# Identify a text's bullet point sentences.

Let's say we only want to share the important parts of an article we've read, or that we have lots of journal articles to read but not enough time, so we only want to read the highlights.

* Auto-generate the bullet points
  * Find most important words
  * Assign score to sentences based on their words
  * Output the top-scoring sentences

To do this we need to know how to:
* identify word importance
  * authors tend to repeat important words -> use word frequency
* assign score to sentences
  * take the words it contains and sum their "importances"
* output top scorers
  * rank the sentences

## Retrieve an interesting article

In [None]:
import requests
from bs4 import BeautifulSoup

In [None]:
url = 'https://tedunderwood.com/2015/06/04/seven-ways-humanists-are-using-computers-to-understand-text/'
response = requests.get(url)
document = response.text

In [None]:
document = BeautifulSoup(response.text, "html.parser")

In [None]:
humtext = document.find('div', attrs={'class':'entry-content'}).text

In [None]:
for i in ['\n','[',']','’','”','“']:
    humtext = humtext.replace(i,' ')

In [None]:
print(humtext)

## Process text

In [None]:
from nltk.tokenize import sent_tokenize, word_tokenize
from nltk.corpus import stopwords
from string import punctuation

In [None]:
sentences = sent_tokenize(humtext)

In [None]:
sentences

In [None]:
words = word_tokenize(humtext.lower())

In [None]:
words

In [None]:
myStopWords = list(punctuation) + stopwords.words('english')

In [None]:
wordsNoStopWords = [w for w in words if w not in myStopWords]

In [None]:
wordsNoStopWords

In [None]:
from nltk.probability import FreqDist

In [None]:
freq = FreqDist(wordsNoStopWords)

In [None]:
freq

In [None]:
freq.most_common(10)

## Slight detour:  visualization

In [None]:
import matplotlib.pyplot as plt
import pandas as pd
from wordcloud import WordCloud

In [None]:
# make two lists,
# one of the words and one of the wordcounts

commonwords = []
commonwords_freq = []

for i in freq.most_common(10):
  commonwords.append(i[0])
  commonwords_freq.append(i[1])

# make a horizontal bar plot
plt.barh(commonwords, commonwords_freq)

In [None]:
textNoStopWords = ' '.join(wordsNoStopWords)

In [None]:
wordcloud = WordCloud().generate(textNoStopWords)
plt.imshow(wordcloud)
plt.show()

In [None]:
wordcloud = WordCloud(width=800, 
                      height=400, 
                      background_color='white').generate(textNoStopWords)
plt.figure(figsize=(10, 5))
plt.imshow(wordcloud)
plt.axis('off')
plt.show()

The Pandas way:

In [None]:
freq

In [None]:
freq.keys()

In [None]:
df_wordrank = pd.DataFrame({'words':freq.keys(),'counts':freq.values()})

In [None]:
df_wordrank.head()

In [None]:
# This is NOT the best plot to make.
# Why?

df_wordrank.sort_values(by='counts', ascending=False).plot(kind='barh')

In [None]:
# two options for better viewing

df_wordrank.sort_values(by='counts', ascending=False)[:10].plot(x='words',y='counts',kind='barh')
# df_wordrank.sort_values(by='counts')[-10:].plot(x='words',y='counts',kind='barh')
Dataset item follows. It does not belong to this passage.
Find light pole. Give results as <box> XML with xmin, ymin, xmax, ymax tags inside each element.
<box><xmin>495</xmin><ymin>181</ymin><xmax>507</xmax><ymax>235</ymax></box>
## Ranking sentence "importance"

In [None]:
for i in sorted(freq, key=freq.get, reverse=True)[:10]:
    print(i,freq[i])

In [None]:
ranking = {}

for sentence in sentences:
    ranking[sentence] = 0
    for word in word_tokenize(sentence.lower()):
        if word in freq:
            ranking[sentence] += freq[word]
            
ranking

We can do this in many ways, but let's go the Pandas way.

In [None]:
sentrank = pd.DataFrame({'sentence':ranking.keys(),'rank':ranking.values()})

In [None]:
sentrank.sort_values(by='rank',ascending=False)

In [None]:
sentrank = sentrank.sort_values(by='rank',ascending=False).reset_index()

In [None]:
sentrank.iloc[:5]

If we want a meaningful summary, we probably want to print them in the same order as they occur in the text.

The above gives us the top 5 sentences, and we can sort them by the "index" column to get them back into the order they occurred in the article:

In [None]:
sentrank.iloc[:5].sort_values(by='index')

In [None]:
df_top5 = sentrank.iloc[:5].sort_values(by='index')

for i,row in df_top5.iterrows():
  print(row['sentence'])

In [None]:
# when we iterate over a dataframe like this
# the loop variables are the index and the row
# (and here the index is "out-of-order" numerically speaking)

df_top5 = sentrank.iloc[:5].sort_values(by='index')

for i,row in df_top5.iterrows():
  print(i)
  print(row['sentence'])